2015-09-23

Has Commissioner Bob Stump Lied About His Phones? New evidence about Commissioner Bob Stump’s phones provided by the Arizona Corporation Commission (ACC) demonstrates that he may have lied about his phones.

We’ve gone from the silly (his claim that it took 46 text messages with Scott Mussi of the Arizona Free Enterprise Club to arrange a “double-date to the symphony”), to the questionable (his assertion that 28% of redacted meetings on his public calendar were “personal”), to what now looks like a pattern of deception.

Crumbling, really?

Two months ago, Commissioner Stump told the Arizona Republic, “Regarding the iPhone3, I used it for something like four years” and “it was literally crumbling in my hands and was not recyclable.” He told the Arizona Capitol Times that “my iPhone 3 had limited capacity” so he deleted text messages to make space for photos. In October 2014, he threw it away, rather than turn it back in to the Commission, and started using an iPhone 5 that he claims was issued to him “much earlier,” but was inexplicably not activated for months.
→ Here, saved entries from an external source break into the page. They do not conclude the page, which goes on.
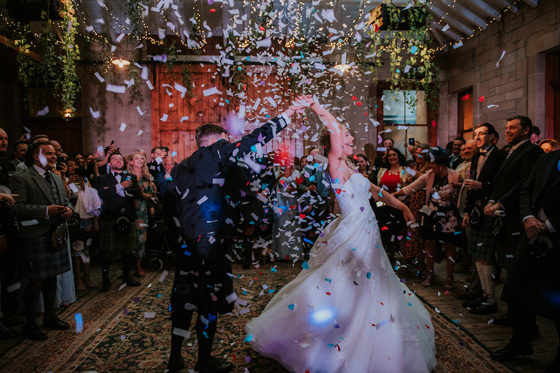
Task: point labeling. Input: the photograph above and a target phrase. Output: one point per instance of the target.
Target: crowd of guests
(466, 200)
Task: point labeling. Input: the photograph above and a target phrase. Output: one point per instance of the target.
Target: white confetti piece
(116, 88)
(43, 111)
(99, 77)
(94, 114)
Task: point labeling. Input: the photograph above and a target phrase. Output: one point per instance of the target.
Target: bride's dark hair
(325, 139)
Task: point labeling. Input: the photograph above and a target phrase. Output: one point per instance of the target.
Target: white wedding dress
(347, 311)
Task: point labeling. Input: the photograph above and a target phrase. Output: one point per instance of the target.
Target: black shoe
(470, 296)
(533, 332)
(55, 323)
(473, 304)
(33, 332)
(484, 309)
(8, 322)
(130, 282)
(554, 367)
(175, 365)
(511, 351)
(106, 283)
(6, 333)
(503, 320)
(214, 365)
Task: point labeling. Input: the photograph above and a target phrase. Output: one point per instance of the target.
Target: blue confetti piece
(79, 323)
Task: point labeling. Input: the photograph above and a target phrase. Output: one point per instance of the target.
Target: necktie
(54, 190)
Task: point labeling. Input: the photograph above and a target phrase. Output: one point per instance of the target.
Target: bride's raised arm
(335, 155)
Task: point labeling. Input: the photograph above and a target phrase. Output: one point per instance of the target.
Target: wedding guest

Since we know that text messages can be downloaded from a phone – even if the owner tried to delete them – we wondered, why was there no iPhone 4? Also, why would someone possess a new phone with superior and faster software and not activate it for months?

So we recently asked the Commission if it would send us all written communications with Verizon about Stump’s phones and any other devices. They sent us 26 emails. We suspected that there were more, so we asked them to “look again.”

They sent us 12 more emails.

Where Is It?

The new emails reveal for the first time that Stump also had an iPhone 4 and a tablet with another phone number. So what happened to them? And why were they not revealed until now?

The Commission’s outside counsel, David Cantelme, running up a monthly bill paid by Arizona tax payers to defend the Commissioner, was explicit in his explanation of Stump’s phones when he wrote our attorney, Dan Barr, on June 15. He wrote:

Has Commissioner Bob Stump Lied About His Phones?

 

But that turned out not to be true. In response to our suggestion that they look again, the ACC sent us a letter on Sept. 18 with this chart confirming the iPhone 4 and the tablet:

Has Commissioner Bob Stump Lied About His Phones?

 

Assuming that Mr. Cantelme asked Stump about his phones, was Stump confused or lying? Was he messaging from his tablet?  And where is Stump’s iPhone 4?

Ho Goes to APS

Then, there’s the case of Stump’s now-former Policy Aide Amanda Ho. We included her in our initial records request on March 11, 2015. But over the 17-month period that comprised our request, Ms. Ho asserted she had no relevant emails with APS, no text messages with APS, and the 32% of meetings on her public calendar that she redacted were “personal.” Earlier this month, she left her job as Stump’s senior advisor to work at APS.

What is truth and what is fiction?

Now that we have clear and definitive evidence that he has or had an iPhone 4 and a tablet about which he had not been forthcoming, it’s hard to know what to believe. Unless he has a coherent explanation, Commissioner Bob Stump needs to resign. He has lost all credibility.

 

Scott Peterson is executive director of the Checks and Balances Project, a national watchdog blog that seeks to hold government officials, lobbyists and corporate management accountable to the public. Funding for C&BP comes from pro-clean energy philanthropies and donors.